DPPH (0.004 g) was dissolved in MeOH (100 mL) to obtain a concentration of 100 μM. Serial dilutions were carried out with stock solutions (150 μM) of the compounds in methanol to obtain final concentrations of 1, 2, 4, 8, 12, 16, 20, 24, and 30 μM in cuvette. Diluted solutions of compound and ascorbic acid (AA) (2 mL each) were mixed with methanolic DPPH solution (1 mL, 100 μM) and allowed to stand for 120 min for any reaction to occur.
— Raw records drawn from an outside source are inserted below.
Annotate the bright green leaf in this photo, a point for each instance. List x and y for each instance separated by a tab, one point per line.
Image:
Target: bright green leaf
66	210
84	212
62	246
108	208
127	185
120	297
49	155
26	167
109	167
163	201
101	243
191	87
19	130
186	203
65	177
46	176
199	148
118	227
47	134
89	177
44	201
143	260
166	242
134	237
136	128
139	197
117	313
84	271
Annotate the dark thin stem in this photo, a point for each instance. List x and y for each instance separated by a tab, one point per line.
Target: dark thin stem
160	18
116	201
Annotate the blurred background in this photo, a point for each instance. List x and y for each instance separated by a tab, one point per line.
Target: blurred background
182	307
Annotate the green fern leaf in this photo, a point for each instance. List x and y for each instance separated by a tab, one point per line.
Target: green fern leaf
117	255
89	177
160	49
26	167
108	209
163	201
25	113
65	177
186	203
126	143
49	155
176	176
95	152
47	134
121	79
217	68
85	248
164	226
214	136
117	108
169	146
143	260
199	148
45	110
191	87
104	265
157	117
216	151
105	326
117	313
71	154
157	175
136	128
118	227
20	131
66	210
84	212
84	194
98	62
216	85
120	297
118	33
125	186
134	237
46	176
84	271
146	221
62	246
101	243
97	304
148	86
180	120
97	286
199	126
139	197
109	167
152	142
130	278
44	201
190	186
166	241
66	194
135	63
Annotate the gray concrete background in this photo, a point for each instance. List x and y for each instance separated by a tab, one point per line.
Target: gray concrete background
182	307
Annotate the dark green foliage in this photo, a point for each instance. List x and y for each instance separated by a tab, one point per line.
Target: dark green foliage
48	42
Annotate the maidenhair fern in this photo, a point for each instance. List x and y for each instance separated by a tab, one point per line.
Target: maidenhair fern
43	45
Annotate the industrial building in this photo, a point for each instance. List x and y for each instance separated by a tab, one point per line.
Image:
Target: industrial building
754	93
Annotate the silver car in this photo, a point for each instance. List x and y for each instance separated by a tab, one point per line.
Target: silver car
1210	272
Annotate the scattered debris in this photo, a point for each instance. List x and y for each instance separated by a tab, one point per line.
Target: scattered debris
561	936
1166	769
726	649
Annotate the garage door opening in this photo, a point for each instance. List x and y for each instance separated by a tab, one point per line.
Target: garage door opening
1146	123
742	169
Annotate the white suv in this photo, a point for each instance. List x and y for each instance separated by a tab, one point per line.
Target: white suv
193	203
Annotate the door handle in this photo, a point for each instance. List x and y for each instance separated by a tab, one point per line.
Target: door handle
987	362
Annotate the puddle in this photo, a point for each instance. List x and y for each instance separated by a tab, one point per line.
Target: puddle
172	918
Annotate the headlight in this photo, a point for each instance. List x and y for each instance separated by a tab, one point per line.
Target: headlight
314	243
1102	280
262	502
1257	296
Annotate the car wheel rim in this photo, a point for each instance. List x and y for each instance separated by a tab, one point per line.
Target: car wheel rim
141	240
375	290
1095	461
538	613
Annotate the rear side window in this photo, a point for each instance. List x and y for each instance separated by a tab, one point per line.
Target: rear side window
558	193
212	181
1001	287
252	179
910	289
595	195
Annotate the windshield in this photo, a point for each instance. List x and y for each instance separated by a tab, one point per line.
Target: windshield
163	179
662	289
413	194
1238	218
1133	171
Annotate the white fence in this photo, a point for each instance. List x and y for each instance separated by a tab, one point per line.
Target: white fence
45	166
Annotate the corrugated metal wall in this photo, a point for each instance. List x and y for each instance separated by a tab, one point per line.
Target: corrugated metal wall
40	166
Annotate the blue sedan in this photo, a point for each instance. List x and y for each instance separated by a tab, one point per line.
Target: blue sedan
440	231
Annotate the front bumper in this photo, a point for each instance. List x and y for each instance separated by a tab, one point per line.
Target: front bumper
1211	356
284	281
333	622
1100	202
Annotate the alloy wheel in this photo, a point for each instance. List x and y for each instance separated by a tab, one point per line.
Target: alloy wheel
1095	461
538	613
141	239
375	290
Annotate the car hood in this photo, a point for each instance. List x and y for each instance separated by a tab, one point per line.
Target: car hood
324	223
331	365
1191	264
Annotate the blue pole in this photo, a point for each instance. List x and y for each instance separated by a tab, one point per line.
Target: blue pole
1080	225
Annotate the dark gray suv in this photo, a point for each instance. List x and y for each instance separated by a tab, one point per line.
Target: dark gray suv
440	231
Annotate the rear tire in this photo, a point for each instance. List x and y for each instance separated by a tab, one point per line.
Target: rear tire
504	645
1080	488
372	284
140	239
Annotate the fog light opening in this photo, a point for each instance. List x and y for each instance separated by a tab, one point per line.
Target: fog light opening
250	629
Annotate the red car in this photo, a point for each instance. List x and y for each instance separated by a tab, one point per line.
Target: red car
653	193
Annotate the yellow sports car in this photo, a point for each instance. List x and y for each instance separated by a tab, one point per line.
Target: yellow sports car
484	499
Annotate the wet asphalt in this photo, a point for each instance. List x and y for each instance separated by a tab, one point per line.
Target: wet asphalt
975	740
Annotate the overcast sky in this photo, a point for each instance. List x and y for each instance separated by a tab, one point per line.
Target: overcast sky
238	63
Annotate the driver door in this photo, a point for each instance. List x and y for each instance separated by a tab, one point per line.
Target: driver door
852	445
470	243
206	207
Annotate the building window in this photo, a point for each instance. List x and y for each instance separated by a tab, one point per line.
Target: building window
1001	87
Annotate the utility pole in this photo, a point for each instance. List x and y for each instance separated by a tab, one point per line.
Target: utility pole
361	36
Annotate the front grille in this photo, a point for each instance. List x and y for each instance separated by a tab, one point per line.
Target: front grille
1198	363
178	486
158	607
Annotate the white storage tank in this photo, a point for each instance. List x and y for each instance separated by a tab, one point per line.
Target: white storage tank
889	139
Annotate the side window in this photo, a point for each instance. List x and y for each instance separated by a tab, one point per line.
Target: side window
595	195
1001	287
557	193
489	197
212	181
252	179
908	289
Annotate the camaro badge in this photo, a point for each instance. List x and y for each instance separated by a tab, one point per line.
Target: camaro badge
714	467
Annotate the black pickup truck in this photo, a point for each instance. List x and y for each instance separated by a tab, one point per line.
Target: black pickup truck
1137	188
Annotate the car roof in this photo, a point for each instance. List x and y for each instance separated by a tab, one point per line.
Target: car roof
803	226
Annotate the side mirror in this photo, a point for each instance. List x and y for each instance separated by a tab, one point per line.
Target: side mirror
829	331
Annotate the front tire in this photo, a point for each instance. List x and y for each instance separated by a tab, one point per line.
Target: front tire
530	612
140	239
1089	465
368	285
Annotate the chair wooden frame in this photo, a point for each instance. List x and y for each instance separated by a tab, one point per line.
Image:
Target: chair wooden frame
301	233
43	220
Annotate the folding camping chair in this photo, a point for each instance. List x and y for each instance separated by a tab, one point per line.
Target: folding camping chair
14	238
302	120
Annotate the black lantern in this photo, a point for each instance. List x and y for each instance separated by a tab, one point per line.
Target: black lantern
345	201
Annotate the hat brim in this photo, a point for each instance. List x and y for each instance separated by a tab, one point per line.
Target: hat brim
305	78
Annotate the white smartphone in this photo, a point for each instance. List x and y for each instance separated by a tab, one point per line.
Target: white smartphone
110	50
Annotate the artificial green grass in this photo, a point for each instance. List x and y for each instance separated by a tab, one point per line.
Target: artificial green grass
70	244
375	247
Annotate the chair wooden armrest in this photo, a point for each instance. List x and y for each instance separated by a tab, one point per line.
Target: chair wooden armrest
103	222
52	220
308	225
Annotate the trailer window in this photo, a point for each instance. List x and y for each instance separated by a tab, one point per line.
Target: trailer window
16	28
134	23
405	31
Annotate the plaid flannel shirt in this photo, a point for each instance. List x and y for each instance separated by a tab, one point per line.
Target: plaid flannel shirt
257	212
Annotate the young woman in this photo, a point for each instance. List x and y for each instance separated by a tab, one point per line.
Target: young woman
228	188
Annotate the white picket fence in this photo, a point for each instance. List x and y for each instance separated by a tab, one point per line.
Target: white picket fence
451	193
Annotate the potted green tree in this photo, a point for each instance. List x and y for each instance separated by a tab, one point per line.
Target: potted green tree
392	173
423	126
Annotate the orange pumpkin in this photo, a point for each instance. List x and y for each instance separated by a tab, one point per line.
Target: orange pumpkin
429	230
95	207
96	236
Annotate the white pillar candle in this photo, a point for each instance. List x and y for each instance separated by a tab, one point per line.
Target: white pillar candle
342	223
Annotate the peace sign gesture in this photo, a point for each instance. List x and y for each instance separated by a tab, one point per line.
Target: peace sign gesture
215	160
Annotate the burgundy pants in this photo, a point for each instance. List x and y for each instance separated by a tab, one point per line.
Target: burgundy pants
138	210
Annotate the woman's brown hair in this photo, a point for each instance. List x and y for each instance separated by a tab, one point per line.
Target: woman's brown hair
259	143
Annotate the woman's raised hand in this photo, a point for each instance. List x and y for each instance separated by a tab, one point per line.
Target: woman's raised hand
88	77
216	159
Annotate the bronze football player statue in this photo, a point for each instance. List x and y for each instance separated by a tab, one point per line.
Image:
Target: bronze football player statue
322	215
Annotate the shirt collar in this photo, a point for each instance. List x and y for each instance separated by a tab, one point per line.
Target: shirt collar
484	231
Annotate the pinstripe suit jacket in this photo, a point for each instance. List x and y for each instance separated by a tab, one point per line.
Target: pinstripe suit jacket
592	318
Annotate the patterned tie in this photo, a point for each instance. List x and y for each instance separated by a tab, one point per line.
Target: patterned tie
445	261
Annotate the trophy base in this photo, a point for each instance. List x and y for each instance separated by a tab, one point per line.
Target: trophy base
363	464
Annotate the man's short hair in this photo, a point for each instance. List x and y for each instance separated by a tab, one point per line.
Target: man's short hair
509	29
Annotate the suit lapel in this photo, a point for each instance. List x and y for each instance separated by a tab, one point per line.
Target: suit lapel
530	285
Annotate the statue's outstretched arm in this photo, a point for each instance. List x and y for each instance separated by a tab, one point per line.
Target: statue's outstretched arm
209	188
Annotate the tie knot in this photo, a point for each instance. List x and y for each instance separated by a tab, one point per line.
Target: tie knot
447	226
The absorbance was recorded at 517 nm on Shimadzu Pharmaspec UV–Vis spectrophotometer (model-1700). The experiment was performed in triplicate, and the average absorbance was noted for each concentration. The IC50 value, which is the concentration of the test compound that reduces 50 % of the initial free radical concentration, was calculated in μM. Ascorbic acid was used as the reference standard, at the same concentrations in methanol as were used for the tested compounds.